Gov. James Thompson`s workfare plan–Project Chance–is worth a closer look. Some of its features appear to be good. It promises to offer private-sector jobs, and jobs in the government and nonprofit sector, to many on the welfare rolls. On balance, Project Chance represents an improvement over the present system; it is a welcome initiative, although it has shortcomings. (It links work to welfare instead of creating an employment program separate from an income-maintenance program.)

The best thinkers on the subject propose bolder measures that should be items on a long-overdue agenda:

— We should establish, by law, minimum family incomes based on a fair standard of living in health and decency for all minor members.

— The federal government should provide supplemental funds and tax exemptions to bring families to minimum income levels, without penalty for a father or contributing adult male being in the home. Government should schedule payments for each child through age 18.

— An enlightened family security program should raise the income ceilings permitted in publicly assisted housing, with fair rents set by graduated schedule.
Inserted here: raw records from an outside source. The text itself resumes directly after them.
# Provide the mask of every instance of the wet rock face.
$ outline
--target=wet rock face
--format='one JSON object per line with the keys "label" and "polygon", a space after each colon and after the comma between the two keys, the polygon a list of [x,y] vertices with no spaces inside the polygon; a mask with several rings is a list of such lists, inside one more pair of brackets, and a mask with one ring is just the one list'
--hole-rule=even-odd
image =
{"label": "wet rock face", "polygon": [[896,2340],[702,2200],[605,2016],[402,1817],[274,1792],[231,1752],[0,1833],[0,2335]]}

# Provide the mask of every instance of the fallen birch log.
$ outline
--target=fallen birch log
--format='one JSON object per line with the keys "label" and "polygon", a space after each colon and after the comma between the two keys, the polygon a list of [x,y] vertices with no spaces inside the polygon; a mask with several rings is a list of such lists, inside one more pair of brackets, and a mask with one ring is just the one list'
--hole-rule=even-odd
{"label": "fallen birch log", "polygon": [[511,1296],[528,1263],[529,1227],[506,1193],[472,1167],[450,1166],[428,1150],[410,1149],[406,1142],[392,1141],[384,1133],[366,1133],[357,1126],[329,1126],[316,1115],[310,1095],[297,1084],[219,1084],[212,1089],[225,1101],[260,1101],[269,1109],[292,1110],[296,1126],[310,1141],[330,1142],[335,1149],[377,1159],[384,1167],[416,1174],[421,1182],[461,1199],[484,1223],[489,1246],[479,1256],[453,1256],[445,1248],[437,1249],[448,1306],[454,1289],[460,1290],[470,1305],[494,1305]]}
It also should expand the availability of counseling and family services, and extend loans for vocational training to high school graduates who do not qualify for college.

— The federal government should provide incentives to states to include fathers living with their families in assistance programs.

If these measures are undertaken, they will give black and poor men the role too few have been allowed to fulfill, by creating opportunities for them to share equal responsibility for caring and providing for their children.

But even as we admit that most of the resources and some of the will to restore the foundation of the black community will come from without, the black community–its institutions, churches, its fraternities and sororities, its every club and association–must realize that it constitutes the natural leadership for rooting out all destabilizing influences on the black family.

Still, the black community cannot provide the number of jobs it needs for revitalizing traditional two-parent households. All of our institutions have to be pressed into service to provide leadership in the search for plausible solutions.

We must lobby Congress to pass a national full-employment bill so that every able-bodied American citizen may be gainfully employed. We have to be involved in family counseling and family planning. We must help in devising programs to control the problem of adolescent pregnancy.

Sex education should not only be a part of the social curriculum, it should be on any agenda designed to redirect the lives of our youth. But in the meantime, let us educate those who picket family planning clinics of the bitter fact that babies are having babies.

Regardless of social conditions and economic pressures, we have an obligation to teach right from wrong and instill pride, excellence and purpose in our children.